Den Künstlern waren von jetzt auf gleich ihre Auftrittsmöglichkeiten weggebrochen. "Absagen über lange Zeiträume und keine oder kaum neue Engagements waren bei ihnen an der Tagesordnung", sagt Schönfeld-Knor. "Viele Künstler sind von Existenzängsten bedroht. Die Künstler, die dann bei unserem digitalen Kulturprogramm mitgemacht haben, konnten mit der Gage, die wir ihnen gezahlt haben, etwas Geld dazuverdienen."

Kultur sei wichtig im Leben der Menschen, resümiert sie schließlich. "Wir haben unseren Auftrag, Stadtteilkultur zu machen, kreativ umgesetzt und neu definiert. Und wir haben immer weiter gemacht, was möglich war. Kulturschaffende müssen kreativ sein und eben auch bereit sein, neue Wege zu gehen." Kurzgesagt: "Kultur ist immer wichtig! Das wurde durch die Pandemie sehr deutlich, wie es ist, wenn sie nicht mehr da ist. Die Seele fehlt. Und sowohl die Künstler als auch die Kulturinteressierten lernen, neue Wege zu gehen. Das ist dem Pelkovenschlössl hoffentlich gut gelungen. Für den Winter wird uns bestimmt wieder viel einfallen, wie wir die Stadtteilkultur auch in Corona-Zeiten lebendig halten können."

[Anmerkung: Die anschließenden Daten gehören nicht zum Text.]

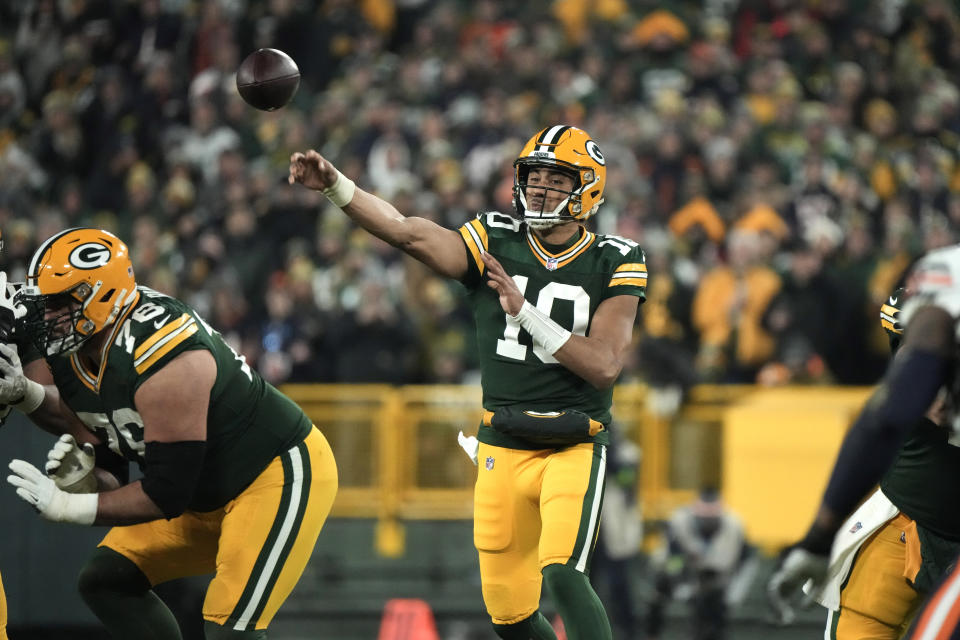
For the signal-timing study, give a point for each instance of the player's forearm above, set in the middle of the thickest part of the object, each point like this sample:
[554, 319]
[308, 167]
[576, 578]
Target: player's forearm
[437, 247]
[591, 359]
[127, 505]
[49, 416]
[382, 219]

Auch Julia Schmitt-Thiel, Geschäfstführerin der Mohr-Villa in der Situlistraße 73, findet, Kultur ist und bleibt stets wichtig: "Kunst berührt uns im Innersten. Jeder kennt das Gefühl, wie eine Melodie einen in eine andere Zeit versetzen kann. Wie ein Buch, ein Film oder Theaterstück Tränen in die Augen drückt. Gerade in Zeiten der Unsicherheit und Isolation ist Kunst ein wichtiges Ventil und kann uns helfen, uns in diesen verrückten Zeiten selbst besser zu verstehen."

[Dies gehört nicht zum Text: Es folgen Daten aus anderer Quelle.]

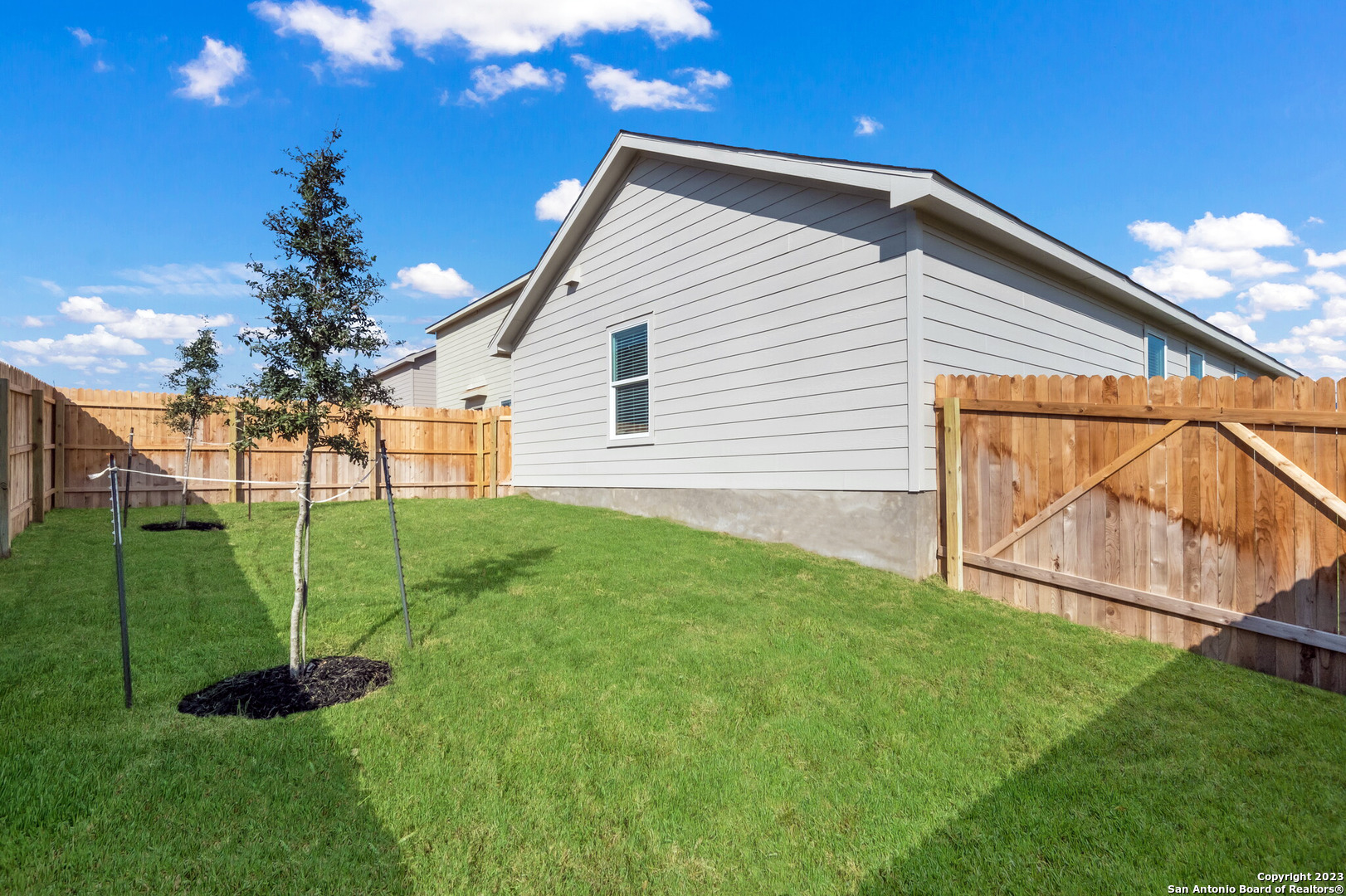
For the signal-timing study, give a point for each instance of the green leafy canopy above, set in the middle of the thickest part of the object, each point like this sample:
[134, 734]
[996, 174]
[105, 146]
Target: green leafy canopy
[318, 324]
[196, 380]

Die größte Herausforderung seien die ständig wechselnden Vorgaben aus der bayerischen Staatsregierung, sagt die Freimannerin. "Lange gab es große Unsicherheiten, was überhaupt wieder möglich ist, dann kamen im Juni die Änderungen im 3-Tage-Takt. Jetzt im Herbst kommen die Einschränkungen noch willkürlicher und gipfelten in der Schließung sämtlicher Kultur-Orte!", lässt sie ihren Frust aus.

"Die Stimmung kippt"

Dass die Künstlerinnen und Künstler zum Teil existenzielle Sorgen haben, weiß auch sie. "Sie suchen nach kreativen Wegen, ihrem Broterwerb weiter nachzugehen, aber es war auch unter den Lockerungen im Sommer sehr, sehr schwierig. Wirtschaftlich arbeiten war so gut wie unmöglich. Jetzt mit dem erneuten Lockdown kippt die Stimmung. Viele verstehen nicht, warum wieder die Kunst und Kultur als Erstes zurückstecken muss, obwohl es wenig bis keine Hinweise gibt, dass Theater, Lesungen und bestuhlte Konzerte Infektionen gefördert hätten. Im Gegenteil, die sorgfältigen Konzepte haben vielleicht sogar zu mehr Abstand und damit mehr Sicherheit geführt!", fügt sie hinzu. Ob die aktuellen Radikal-Maßnahmen den erhofften Erfolg mit sich bringen, damit die Kulturhäuser bald wieder öffnen können, und wie viel Kreativität diese noch an den Tag legen müssen, bleibt abzuwarten.